Lady Catharine paled as she sank back into her seat. Her white hand caught at the lace at her throat. Her eyes grew dark in their emotion.
“Yes, Madam,” went on Will Law, tears shining in his own eyes, “’twas I, an unfaithful messenger, who, by an error, wrought ruin for my brother and for yourself, even as I did for myself. Madam, hear me! I would be a better messenger to-day.”
Lady Catharine sat still silent, her bosom heaving, her eyes gone wide and straining.
“I have seen my brother weep,” said Will, going on impulsively. “I have seen him walk the floor at night, have heard him cry out to himself. They call him crazed. Indeed he is crazed.

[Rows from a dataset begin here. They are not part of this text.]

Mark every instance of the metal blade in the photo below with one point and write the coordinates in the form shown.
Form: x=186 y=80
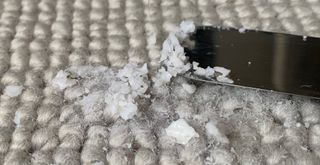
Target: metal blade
x=264 y=60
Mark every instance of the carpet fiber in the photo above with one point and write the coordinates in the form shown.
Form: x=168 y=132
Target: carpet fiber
x=40 y=37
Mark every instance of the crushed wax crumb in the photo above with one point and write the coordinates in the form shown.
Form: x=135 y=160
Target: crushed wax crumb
x=181 y=131
x=61 y=80
x=242 y=30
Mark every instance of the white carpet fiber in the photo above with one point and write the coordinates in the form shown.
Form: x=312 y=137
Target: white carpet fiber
x=40 y=37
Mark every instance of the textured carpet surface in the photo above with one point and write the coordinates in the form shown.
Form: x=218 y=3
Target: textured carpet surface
x=40 y=37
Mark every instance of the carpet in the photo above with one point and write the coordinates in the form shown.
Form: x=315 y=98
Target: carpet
x=38 y=38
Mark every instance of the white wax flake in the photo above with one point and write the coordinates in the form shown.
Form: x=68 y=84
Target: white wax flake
x=242 y=30
x=173 y=57
x=189 y=88
x=61 y=80
x=181 y=131
x=185 y=28
x=224 y=73
x=208 y=72
x=120 y=105
x=103 y=90
x=213 y=131
x=13 y=90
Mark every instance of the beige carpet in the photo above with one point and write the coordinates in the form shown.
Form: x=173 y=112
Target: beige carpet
x=40 y=37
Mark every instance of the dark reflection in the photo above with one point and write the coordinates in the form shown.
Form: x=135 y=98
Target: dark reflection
x=273 y=61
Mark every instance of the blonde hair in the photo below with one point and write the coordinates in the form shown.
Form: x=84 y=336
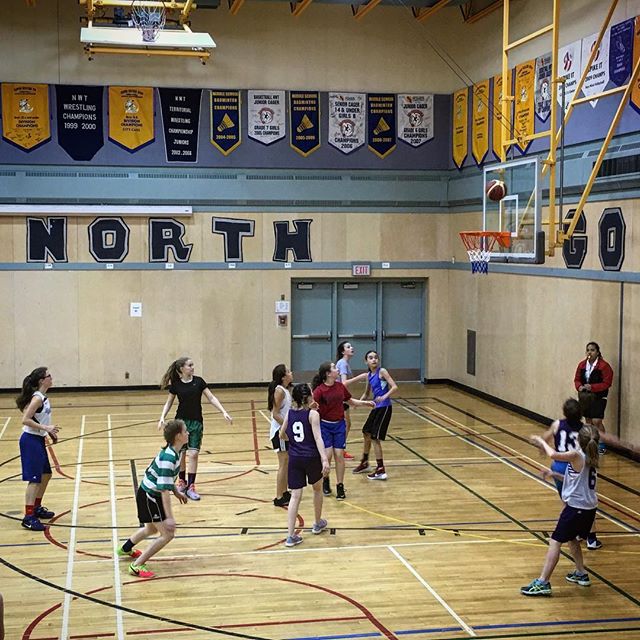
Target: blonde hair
x=172 y=374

Yet ’tis but for one word from you.”
“Sir,” said Lady Catharine, struggling to gain self-control, and in spite of herself softened by this appeal, “you speak well.”

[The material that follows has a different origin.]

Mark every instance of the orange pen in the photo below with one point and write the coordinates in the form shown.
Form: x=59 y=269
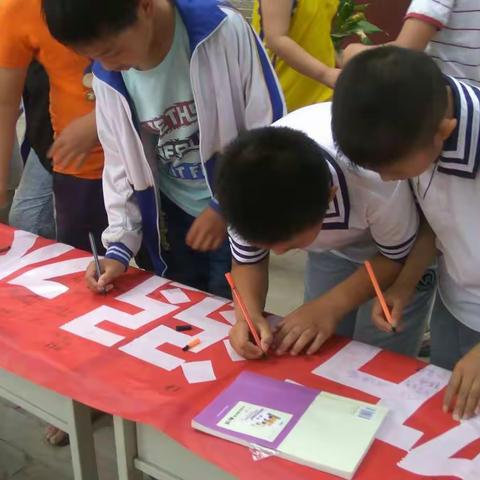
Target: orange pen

“If I do, ’tis but because I am the mouth-piece of a man who all his life has sought to speak the truth; who has sought—yes, I say to you even now, Lady Catharine—who has sought always to live the truth. This I say in spite of all that we both know.”
There came no reply from the woman, who sat still looking at him, not yet moved by the voice of the proxy as she might then have been by the voice of that proxy’s principal. Vehemently the young man, ordinarily so timid and diffident, approached her.